Perhaps most symbolic of the chaos that reigned in the game was the first inning mistake by Gold Glove winning infielder Darwin Barney. No, Barney has not played much shortstop in his career, but that doesn’t explain away the mistake he made. On a ground ball up the middle, Barney made a nice diving stop. Instead of just eating the ball however, Barney instead tried to throw out Rockies left fielder Corey Dickerson at third base. Reacting quickly to the play, Dickerson took off for home plate, and the throw from Luis Valbuena to Wellington Castillo was late, and the run scored to make it a 1-0 game early on.
Normally, Barney doesn’t make mistakes, as his Gold Glove and long errorless streak in his career can attest to, but this one was a big blunder that cost the Cubs any shot of establishing momentum early in the game. The thing that really stood out about the ensuing performance of Barney in the game was that he continued to press on despite the early mistake, and he seemed to actually get better as the game wore on.

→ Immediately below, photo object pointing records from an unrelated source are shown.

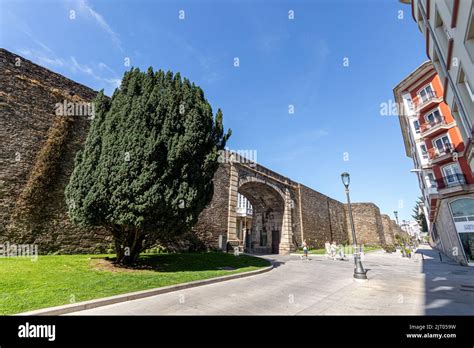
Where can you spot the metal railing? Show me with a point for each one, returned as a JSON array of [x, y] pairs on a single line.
[[434, 152], [430, 125], [452, 180], [419, 102]]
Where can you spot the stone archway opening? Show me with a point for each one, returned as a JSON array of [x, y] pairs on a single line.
[[260, 228]]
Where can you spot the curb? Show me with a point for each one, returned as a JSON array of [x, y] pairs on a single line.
[[80, 306]]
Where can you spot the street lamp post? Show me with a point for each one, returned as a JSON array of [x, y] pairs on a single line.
[[359, 271]]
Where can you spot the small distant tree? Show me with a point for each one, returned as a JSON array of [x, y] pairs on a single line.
[[146, 170], [419, 215]]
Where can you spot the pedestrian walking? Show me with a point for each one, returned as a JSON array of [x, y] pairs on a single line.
[[305, 250], [333, 250]]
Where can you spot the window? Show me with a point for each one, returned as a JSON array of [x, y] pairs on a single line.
[[263, 237], [470, 37], [452, 175], [426, 94], [441, 32], [434, 117], [424, 151], [416, 125], [430, 180], [466, 84], [462, 211], [443, 144]]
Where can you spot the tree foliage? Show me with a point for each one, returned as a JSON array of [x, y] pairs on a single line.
[[146, 170], [419, 215]]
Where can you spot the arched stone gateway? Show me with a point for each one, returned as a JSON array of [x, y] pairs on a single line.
[[289, 211], [271, 227], [274, 199]]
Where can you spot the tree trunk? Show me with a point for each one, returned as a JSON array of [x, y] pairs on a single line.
[[128, 245]]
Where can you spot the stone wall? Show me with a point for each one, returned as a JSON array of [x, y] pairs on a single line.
[[367, 223], [387, 229], [323, 218], [213, 219], [29, 129], [28, 95]]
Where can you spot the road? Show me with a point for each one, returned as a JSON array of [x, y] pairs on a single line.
[[396, 286]]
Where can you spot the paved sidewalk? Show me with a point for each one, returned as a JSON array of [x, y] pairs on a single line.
[[396, 286]]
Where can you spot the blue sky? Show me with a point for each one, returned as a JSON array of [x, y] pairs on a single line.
[[283, 62]]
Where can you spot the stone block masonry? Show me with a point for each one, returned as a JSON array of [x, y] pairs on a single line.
[[30, 144], [37, 152]]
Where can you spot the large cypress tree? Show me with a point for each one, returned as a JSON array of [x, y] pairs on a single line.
[[146, 170]]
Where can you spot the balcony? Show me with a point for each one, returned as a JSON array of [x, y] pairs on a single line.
[[433, 127], [243, 211], [437, 155], [453, 182], [430, 97]]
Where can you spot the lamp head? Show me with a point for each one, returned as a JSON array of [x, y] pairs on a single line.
[[346, 179]]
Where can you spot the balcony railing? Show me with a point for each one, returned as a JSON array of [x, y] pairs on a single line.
[[438, 121], [244, 211], [434, 152], [420, 102], [451, 180]]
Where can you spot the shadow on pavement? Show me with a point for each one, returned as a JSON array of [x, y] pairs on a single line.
[[449, 287]]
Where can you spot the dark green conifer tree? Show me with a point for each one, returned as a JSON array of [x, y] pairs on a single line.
[[146, 169]]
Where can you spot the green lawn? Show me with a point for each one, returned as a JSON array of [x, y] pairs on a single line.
[[61, 279], [367, 249]]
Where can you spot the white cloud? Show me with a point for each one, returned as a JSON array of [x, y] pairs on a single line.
[[85, 8]]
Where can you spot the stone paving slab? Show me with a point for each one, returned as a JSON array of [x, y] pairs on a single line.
[[396, 286]]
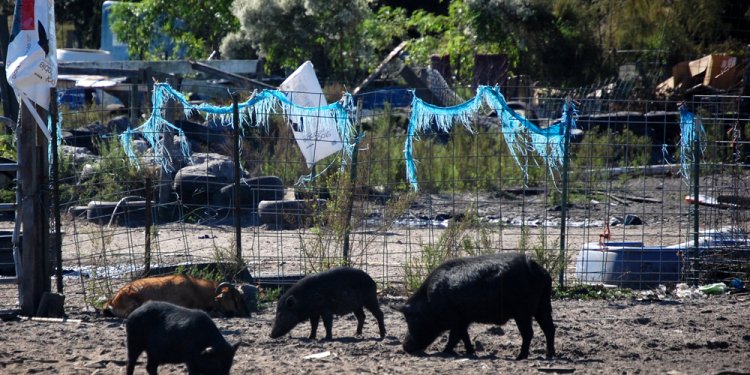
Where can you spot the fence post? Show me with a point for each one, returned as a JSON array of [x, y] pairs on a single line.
[[33, 177], [568, 113], [56, 189], [352, 188], [148, 223], [237, 171], [696, 190]]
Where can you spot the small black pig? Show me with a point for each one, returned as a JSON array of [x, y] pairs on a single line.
[[173, 334], [337, 291], [483, 289]]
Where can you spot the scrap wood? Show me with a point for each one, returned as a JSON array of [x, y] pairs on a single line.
[[50, 320], [613, 197], [236, 78], [625, 198]]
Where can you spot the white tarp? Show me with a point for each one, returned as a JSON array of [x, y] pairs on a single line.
[[316, 133], [31, 66]]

For example, in the top of the third inning Barney got a chance for a matter of redemption against Dickerson. On a chopper through the infield, Barney made a great read on the ball, charged it, and in one fluid motion scooped up the ball and fired a strike to Anthony Rizzo at first base to barely retire Dickerson. It was a quick play that most shortstops in the league would have made, but despite potentially having to deal with an itchy trigger finger after making a silly mistake early in the game, Barney trusted his instincts and his skills, and they paid off in a big way.
Barney also looked really good at the plate in the game. In three plate appearances, Barney reached base all three times, including a single in the bottom of the third inning that gave the Cubs runners at 1st and 2nd with nobody out. Junior Lake ended up grounding into a double play, and Nate Schierholtz popped out to the third baseman to end any potential rally, however.

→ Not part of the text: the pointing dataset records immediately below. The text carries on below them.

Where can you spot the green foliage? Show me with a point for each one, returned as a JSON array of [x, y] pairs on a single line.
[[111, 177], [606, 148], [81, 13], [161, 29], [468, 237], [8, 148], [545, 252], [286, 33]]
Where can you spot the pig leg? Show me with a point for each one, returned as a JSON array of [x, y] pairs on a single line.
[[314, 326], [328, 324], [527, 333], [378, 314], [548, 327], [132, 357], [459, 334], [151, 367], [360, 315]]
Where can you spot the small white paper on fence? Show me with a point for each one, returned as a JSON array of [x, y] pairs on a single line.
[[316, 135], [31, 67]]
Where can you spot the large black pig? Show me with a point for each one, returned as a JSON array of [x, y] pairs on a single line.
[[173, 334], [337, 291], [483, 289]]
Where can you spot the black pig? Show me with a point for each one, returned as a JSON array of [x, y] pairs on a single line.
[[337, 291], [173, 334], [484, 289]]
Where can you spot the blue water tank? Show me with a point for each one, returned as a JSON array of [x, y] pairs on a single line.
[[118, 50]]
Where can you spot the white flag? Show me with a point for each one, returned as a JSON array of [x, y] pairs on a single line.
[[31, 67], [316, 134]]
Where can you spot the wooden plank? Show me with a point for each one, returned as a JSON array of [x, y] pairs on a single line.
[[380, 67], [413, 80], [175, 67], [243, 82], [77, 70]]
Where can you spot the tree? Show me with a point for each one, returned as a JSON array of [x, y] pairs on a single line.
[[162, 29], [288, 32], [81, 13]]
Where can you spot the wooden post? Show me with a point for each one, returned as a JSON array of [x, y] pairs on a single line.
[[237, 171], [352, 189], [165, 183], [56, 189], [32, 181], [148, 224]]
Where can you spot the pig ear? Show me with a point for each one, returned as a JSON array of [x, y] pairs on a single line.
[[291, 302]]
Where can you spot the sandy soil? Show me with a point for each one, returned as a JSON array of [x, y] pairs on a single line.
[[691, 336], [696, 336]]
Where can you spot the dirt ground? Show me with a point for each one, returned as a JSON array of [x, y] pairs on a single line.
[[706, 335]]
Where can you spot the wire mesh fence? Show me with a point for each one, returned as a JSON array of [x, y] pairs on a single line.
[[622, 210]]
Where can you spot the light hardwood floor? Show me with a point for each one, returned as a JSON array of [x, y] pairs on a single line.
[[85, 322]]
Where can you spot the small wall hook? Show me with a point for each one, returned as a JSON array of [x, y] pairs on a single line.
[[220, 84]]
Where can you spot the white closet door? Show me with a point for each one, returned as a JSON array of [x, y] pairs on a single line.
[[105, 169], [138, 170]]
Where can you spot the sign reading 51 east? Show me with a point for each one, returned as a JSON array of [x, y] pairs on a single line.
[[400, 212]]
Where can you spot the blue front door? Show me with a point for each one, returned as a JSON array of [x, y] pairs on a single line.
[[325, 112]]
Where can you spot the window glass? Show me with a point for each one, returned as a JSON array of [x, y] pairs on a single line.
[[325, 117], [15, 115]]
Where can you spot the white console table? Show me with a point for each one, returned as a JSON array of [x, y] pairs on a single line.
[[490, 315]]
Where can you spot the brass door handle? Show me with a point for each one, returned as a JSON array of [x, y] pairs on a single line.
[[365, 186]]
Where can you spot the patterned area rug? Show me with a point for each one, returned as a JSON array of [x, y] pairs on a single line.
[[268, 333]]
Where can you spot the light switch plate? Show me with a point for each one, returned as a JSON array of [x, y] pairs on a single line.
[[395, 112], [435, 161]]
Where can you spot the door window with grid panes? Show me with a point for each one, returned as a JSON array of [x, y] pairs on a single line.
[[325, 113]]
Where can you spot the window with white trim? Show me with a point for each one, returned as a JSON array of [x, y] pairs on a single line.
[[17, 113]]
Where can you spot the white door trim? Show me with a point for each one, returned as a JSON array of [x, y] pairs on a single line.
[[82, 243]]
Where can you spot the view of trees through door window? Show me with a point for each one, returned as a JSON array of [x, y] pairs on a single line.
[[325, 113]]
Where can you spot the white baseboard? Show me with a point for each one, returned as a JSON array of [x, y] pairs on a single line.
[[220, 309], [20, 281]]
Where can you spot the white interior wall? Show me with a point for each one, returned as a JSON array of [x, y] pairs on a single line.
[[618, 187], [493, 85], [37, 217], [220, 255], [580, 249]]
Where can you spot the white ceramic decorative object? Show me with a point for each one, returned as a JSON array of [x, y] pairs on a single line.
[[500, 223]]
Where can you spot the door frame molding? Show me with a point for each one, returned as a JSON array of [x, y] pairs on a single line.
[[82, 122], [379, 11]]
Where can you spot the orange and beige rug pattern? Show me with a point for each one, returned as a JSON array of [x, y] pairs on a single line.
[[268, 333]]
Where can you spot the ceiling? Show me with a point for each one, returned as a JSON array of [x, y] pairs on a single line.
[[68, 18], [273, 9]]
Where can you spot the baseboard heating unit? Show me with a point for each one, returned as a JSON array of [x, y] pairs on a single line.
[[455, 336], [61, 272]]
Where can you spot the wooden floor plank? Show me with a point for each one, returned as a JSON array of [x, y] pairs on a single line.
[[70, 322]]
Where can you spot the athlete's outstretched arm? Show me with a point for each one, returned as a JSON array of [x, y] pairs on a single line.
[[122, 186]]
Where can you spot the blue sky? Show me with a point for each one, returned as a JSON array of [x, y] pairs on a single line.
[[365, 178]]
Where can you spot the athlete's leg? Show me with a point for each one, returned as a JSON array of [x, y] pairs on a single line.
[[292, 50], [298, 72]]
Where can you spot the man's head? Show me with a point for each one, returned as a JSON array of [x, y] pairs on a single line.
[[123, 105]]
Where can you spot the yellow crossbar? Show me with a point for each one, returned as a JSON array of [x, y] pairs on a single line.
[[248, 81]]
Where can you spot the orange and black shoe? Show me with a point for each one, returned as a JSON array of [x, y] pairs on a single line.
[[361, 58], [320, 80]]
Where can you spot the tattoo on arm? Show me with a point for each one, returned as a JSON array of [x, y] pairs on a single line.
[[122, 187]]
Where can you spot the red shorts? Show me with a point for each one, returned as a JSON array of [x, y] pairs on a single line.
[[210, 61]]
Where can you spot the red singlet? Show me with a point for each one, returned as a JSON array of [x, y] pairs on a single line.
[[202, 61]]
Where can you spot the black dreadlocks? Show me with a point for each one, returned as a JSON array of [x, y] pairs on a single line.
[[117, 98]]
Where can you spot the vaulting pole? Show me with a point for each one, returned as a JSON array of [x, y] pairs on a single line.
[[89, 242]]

Barney also walked to lead off the bottom of the eighth inning with the Cubs down 13 runs, but once again, he was kept off the scoreboard. He did advance to third on a single by Albert Almora and a fielder’s choice, but he was stranded when Ryan Roberts grounded out meekly to second base.
In spite of all the nonsense that surrounded the team in this game, Barney’s perseverance showed why he still has a place on this Cubs roster. No, he doesn’t hit for a high average, and no, he really isn’t projected to do much better this season (.250/.294/.344 projected slash stats, per Baseball Prospectus), but even with those things in mind, Barney still brings something to the table as a player, and he proved that on Tuesday.